[169639] in North American Network Operators' Group
Re: DNS Resolving issues. So for related just to Cox. But could be
daemon@ATHENA.MIT.EDU (bmanning@vacation.karoshi.com)
Fri Mar 7 05:05:07 2014
Date: Fri, 7 Mar 2014 02:04:09 -0800
From: bmanning@vacation.karoshi.com
To: Rob Seastrom <rs@seastrom.com>
In-Reply-To: <86k3c7cw5w.fsf@valhalla.seastrom.com>
Cc: nanog@nanog.org
Errors-To: nanog-bounces+nanog.discuss=bloom-picayune.mit.edu@nanog.org
On Thu, Mar 06, 2014 at 08:07:55AM -0500, Rob Seastrom wrote:
>
> Nick Hilliard <nick@foobar.org> writes:
>
> >> haven't you heard about "anycast"??
> >
> > rs probably has.

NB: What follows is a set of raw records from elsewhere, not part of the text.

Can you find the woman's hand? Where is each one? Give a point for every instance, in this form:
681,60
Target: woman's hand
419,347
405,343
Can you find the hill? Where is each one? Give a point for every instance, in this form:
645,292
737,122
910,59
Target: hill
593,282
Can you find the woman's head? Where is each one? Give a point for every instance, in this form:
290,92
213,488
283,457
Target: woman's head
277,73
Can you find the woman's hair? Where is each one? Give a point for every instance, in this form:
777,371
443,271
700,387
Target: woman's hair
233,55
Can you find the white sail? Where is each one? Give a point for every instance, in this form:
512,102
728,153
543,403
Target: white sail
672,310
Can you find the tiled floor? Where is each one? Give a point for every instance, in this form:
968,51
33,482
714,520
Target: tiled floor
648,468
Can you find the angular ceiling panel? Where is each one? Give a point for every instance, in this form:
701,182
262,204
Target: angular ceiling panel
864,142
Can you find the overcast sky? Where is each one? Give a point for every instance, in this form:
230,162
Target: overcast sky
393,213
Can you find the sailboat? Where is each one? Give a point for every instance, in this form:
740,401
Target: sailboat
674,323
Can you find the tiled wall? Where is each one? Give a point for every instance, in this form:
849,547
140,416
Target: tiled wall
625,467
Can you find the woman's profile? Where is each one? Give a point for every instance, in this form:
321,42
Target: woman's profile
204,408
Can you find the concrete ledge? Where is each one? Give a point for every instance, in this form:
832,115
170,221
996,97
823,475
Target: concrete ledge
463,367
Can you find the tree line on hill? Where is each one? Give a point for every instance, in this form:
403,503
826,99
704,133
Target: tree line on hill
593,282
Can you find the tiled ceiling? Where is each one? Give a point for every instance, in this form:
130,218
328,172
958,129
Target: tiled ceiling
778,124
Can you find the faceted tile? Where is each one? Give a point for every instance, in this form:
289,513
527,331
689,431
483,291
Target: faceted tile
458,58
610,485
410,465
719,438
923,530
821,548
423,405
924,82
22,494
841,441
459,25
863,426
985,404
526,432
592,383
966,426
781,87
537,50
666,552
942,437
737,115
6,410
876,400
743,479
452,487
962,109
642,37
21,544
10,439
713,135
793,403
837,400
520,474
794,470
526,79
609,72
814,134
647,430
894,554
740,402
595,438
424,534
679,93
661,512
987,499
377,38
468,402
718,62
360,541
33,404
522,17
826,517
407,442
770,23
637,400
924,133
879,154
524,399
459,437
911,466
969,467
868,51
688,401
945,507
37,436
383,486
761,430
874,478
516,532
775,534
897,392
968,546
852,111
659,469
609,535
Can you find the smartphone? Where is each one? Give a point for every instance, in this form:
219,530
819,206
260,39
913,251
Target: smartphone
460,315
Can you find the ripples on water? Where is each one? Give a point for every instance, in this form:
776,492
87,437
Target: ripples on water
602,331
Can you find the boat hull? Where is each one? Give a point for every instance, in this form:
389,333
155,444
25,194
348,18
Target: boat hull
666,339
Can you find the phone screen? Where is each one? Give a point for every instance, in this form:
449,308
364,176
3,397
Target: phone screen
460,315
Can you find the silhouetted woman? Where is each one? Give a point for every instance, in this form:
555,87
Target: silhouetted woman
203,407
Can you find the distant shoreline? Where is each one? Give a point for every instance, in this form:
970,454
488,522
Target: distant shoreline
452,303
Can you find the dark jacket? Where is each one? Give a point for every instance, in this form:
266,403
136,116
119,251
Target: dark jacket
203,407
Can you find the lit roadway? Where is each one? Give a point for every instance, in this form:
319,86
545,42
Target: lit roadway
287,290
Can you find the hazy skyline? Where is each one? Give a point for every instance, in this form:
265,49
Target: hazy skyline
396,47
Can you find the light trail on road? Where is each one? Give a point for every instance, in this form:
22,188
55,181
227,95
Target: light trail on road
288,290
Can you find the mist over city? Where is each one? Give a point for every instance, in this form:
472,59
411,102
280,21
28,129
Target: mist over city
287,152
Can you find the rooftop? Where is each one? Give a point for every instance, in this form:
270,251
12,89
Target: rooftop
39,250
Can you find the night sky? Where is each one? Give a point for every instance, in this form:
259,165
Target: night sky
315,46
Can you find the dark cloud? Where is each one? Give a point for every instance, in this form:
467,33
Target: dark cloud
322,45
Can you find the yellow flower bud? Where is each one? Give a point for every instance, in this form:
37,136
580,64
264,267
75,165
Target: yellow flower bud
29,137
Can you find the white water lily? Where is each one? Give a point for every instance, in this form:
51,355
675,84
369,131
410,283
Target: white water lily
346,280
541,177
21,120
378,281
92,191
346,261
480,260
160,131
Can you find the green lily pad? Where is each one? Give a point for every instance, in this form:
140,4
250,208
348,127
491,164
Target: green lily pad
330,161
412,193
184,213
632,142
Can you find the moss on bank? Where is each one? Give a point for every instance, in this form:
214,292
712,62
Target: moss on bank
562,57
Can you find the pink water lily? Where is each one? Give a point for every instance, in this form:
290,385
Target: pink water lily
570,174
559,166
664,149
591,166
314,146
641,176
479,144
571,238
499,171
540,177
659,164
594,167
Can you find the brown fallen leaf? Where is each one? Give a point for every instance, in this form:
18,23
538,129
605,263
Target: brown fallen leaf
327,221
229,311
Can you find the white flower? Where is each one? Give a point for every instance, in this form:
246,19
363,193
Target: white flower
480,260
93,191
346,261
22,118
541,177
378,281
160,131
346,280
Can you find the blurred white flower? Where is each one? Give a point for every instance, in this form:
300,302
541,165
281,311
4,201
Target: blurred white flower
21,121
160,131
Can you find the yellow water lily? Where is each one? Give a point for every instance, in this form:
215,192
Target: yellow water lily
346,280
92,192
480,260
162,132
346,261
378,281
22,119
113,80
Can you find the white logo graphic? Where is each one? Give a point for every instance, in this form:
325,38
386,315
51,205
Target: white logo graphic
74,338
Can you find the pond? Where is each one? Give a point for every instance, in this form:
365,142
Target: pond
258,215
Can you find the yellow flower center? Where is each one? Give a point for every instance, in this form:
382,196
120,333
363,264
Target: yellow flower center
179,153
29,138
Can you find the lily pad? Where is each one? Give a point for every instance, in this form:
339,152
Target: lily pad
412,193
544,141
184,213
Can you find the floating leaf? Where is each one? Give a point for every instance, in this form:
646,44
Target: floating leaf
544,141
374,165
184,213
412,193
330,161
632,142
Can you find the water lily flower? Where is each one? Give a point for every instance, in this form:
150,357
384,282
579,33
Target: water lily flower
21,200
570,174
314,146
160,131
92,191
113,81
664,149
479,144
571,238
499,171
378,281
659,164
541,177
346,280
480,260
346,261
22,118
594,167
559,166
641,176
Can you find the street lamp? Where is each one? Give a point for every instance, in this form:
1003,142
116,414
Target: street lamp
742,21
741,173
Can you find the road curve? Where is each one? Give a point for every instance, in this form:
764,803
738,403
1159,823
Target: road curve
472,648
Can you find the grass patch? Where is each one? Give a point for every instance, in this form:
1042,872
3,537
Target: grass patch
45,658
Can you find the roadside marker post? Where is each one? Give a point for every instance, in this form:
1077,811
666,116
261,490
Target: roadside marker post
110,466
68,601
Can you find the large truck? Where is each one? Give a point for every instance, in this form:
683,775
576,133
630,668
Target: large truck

The owner of 199.73.57.122, probably not.
>
> indeed. there are many pieces of evidence that this is not an anycast
> prefix. proof is left as an exercise to those who can perform
> traceroutes from multiple continents, run nmap -sP, log into
> route-views, or do some combination of the above.
>
> -r
>
sorry for the poor attempt at humour...
it was ancient practice to hang many names (not cnames)
off a single IP address. all perfectly legal from a DNS POV.
rs.example.org. in a 10.10.10.53
nick.example.com. in a 10.10.10.53
bbss.isc.org. in a 10.10.10.53
the punchline here was "anycasting" the address across multiple names.
nary a routing trick in sight or in play.
Lame I know.
as a tool to defeat the autobots who insist on "two nameservers"
for a delegation - its kind of a clever poke in the eye w/ a sharp stick.